How would it work? Here are some examples of what could be used for the credit for a qualified filer:
- Spending $800 to have a grab bar installed in the shower of your home would get a tax credit of $400.
- Paying $1500 in a year for an aide who comes in when you need to be away from your loved one would net a credit of $750.
- Spending $2000 on legal fees related to your loved one would allow a credit of $1000.
- Spending $500 on incontinence supplies such as Depends in a year would provide a $250 tax credit.
- A caregiver who lost four hours of wages due to having to take unpaid time off to take a loved one to the doctor would not get a credit under this bill because the bill does not cover lost wages.
By allowing families to recoup some of those out of pocket costs, this bill would help ease the burden of caregiving. It is a step in the right direction.

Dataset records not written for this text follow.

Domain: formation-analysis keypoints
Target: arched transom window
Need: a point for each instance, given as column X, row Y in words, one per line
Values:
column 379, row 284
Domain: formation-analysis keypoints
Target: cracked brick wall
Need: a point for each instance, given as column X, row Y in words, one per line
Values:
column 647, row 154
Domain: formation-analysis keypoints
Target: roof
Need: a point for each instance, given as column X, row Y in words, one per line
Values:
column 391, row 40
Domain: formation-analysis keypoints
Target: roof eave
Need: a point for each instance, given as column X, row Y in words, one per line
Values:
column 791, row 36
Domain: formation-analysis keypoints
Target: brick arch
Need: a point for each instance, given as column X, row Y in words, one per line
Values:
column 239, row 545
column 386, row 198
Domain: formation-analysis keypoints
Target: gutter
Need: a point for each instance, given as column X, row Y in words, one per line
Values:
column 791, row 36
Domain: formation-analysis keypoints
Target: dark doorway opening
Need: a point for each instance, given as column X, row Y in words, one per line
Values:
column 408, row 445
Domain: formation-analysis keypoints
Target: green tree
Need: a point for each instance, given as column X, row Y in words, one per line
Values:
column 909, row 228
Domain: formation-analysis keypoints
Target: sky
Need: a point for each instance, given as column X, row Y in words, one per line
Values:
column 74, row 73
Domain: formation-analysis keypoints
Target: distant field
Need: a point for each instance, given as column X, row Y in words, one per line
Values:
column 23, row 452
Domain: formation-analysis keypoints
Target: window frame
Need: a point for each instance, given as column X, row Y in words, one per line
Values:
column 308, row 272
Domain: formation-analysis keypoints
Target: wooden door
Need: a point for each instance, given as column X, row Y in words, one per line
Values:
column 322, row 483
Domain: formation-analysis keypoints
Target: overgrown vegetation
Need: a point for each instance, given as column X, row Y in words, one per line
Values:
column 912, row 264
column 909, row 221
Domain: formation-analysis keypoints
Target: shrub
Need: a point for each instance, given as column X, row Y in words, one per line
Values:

What happens next? The bill is assigned to the Committee on Mental Health, and is scheduled for a public hearing on December 12, 2017, at 11 a.m. in Room 225 NW of the Wisconsin State Capitol. The details of the hearing are here. As a matter of fact, this bill is one of six that are scheduled for hearing that day, all of which are bills designed to improve care, services and awareness related to Alzheimer’s and Dementia. A summary of all six bills can be found here.
Here’s what you can do: Your legislators need to hear from you. Share your stories as caregiver for someone with Alzheimer’s or other special needs. Submit written testimony in support of the bill (and any of the others as well). Written testimony should be submitted to Representative Tittl, who is the Chair of the Assembly Mental Health Committee. You can do this by sending your testimony electronically to the committee clerk: Steve.Hall@legis.wisconsin.gov . If you prefer, you can testify in person. Even if you are reading this after December 12th, you should still contact your own legislator to express support for the bill. You can use this map to find your state senators and representatives.
In Wisconsin, we are beginning to make progress toward much-needed care and support for people with Alzheimer’s and their families. Let’s keep moving forward!